Yazarın ağzından
Uçaktan indiklerinde havaalanın da arabalar inip eve doğru gitmeye başladılar. Eve geldiklerinde hepsi kendini koltuklara attılar.
Selin: Aşkım bu ev çok güzel.
Savaş: Ne kadar kalıcaz.
Ali: Bir hafta kalalım. Ondan sonraki hafta toplantı var.
Selin: Tamam o zaman biraz dinlenelim. Sonra yemek yemeye gidelim. Ali hadi odaları göster.
Savaş: Bana hiç oda gösterme ben burda yatıcam.
Emre: Bende seninle kalmak isterdim, ama malum.
Ali: Hadi çıkalım. Savaş ben sana yastıkla, battaniye getiririm.
Savaş: Tamam!
Yukarı çıktıklarında Selin ve Ali, Tuğçe ve Emre, Nazlı ve Aslı, İpek ve Suna aynı odada kalırlar. Aslı ve Nazlı herkesten önce kalktıkları için yemek hazırlamaya karar verir. Ve mutfağa giderler.
Nazlı: Aslı ne yapsak?
Aslı: Bence kek yapalı.
Nazlı: Benimde aklımdan o geçiyordu.
O sıra mutfağa Savaş girer.
Savaş: Napıyorsunuz kızlar?
Aslı ve Nazlı: Kek
Savaş: Kızlar boşuna uğraşmayın onlar yemeğe çıkar.

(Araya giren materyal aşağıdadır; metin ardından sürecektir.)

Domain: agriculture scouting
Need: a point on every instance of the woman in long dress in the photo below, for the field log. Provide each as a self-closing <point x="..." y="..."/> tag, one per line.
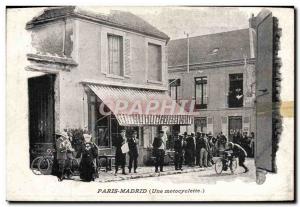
<point x="89" y="152"/>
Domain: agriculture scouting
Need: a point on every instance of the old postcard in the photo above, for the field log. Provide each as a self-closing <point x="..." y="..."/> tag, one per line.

Nazlı: Biz gitmeyelim. Biraz yalnız kalsınlar biraz.
Aslı: Aynen!
Suna ile İpek de odalarında oturup konuşuyorlardı.
İpek: Suna ben açıktım.
Suna: Hadi mutfağa gidelim o zaman.
Mutfağa indiklerinde
Suna: Napıyosunuz?
Aslı: Kek yapıyoruz.
Nazlı: Onlar dışarda yesin biz burda duralım. Azcık yalnız kalsınlar.

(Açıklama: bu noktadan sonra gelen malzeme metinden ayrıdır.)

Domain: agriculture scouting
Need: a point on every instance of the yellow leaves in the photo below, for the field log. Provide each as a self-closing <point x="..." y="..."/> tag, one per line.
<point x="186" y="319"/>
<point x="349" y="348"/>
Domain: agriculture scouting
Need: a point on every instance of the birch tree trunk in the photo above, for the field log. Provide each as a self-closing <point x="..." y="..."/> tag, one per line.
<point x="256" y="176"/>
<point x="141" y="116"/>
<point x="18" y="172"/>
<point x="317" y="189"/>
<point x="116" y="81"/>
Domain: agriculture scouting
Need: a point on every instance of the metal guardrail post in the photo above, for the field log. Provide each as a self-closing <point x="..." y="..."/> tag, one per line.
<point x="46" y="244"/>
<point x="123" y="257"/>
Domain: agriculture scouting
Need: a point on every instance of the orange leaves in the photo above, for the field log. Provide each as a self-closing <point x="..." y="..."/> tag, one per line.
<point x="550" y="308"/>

İpek: Aynen! O zamana siz oturun ben yaparım.
Nazlı: Bende yardım ediyim.
İpek: Hadi gidin oturun sizde.
Aslı, Suna ve Savaş: Tamam
Onlar mutfaktayken Selin ve Ali, Tuğçe ve Emre uyuyorlardı. Mutfaktakinler
İpek: Nazlı, yanına ne yapalım?
Nazlı: Patates ile köfte kızartalım.
İpek: O zaman sende onları yap.
Nazlı: Tamam!
Diğerleri ise
Savaş: İsterseniz yedikten sonra biraz gezeriz?
Aslı: Bilmem.
O sırada merdivenlerden Selin ve Ali iner.
Ali: Siz ne ara uyandınız?
Savaş: Yarım saat oldu.
Selin: Nazlı ile İpek nerde?
Aslı: Mutfakta, kek yapıyorlar.
Ali: Dışarı giderdik niye uğraşıyorlarki.
Savaş: Siz gidin, biz oturcaz belki sonra biraz dışarı çıkarız.
Selin: Ama-
Suna: Aması yok. Biraz yalnız kalın.
Selin: Ayyy siz çok tatlısınız yerim ben sizi.
Aslı: Gel ye!
Ali: Yavaş. Tuğçe ve Emre'yi çağıralım.
Selin: Hadi Aslı beraber çağıralım.
Aslı: Tamam hadi.
Merdivenlerden çıktıktan sonra
Selin: Hadi girelim.
Aslı: Öyle girilirmi?
Selin: Birisi abim, diğeri de yengem.
Aslı: Selin ya başka birşey yapıyorlarsa.
Selin: Oha Aslı
Aslı: Olabilir!
Selin, Aslı'yı dinlemeyip odaya girdiğinde Emre uyuyor, Tuğçe ise saçlarını tarıyordu.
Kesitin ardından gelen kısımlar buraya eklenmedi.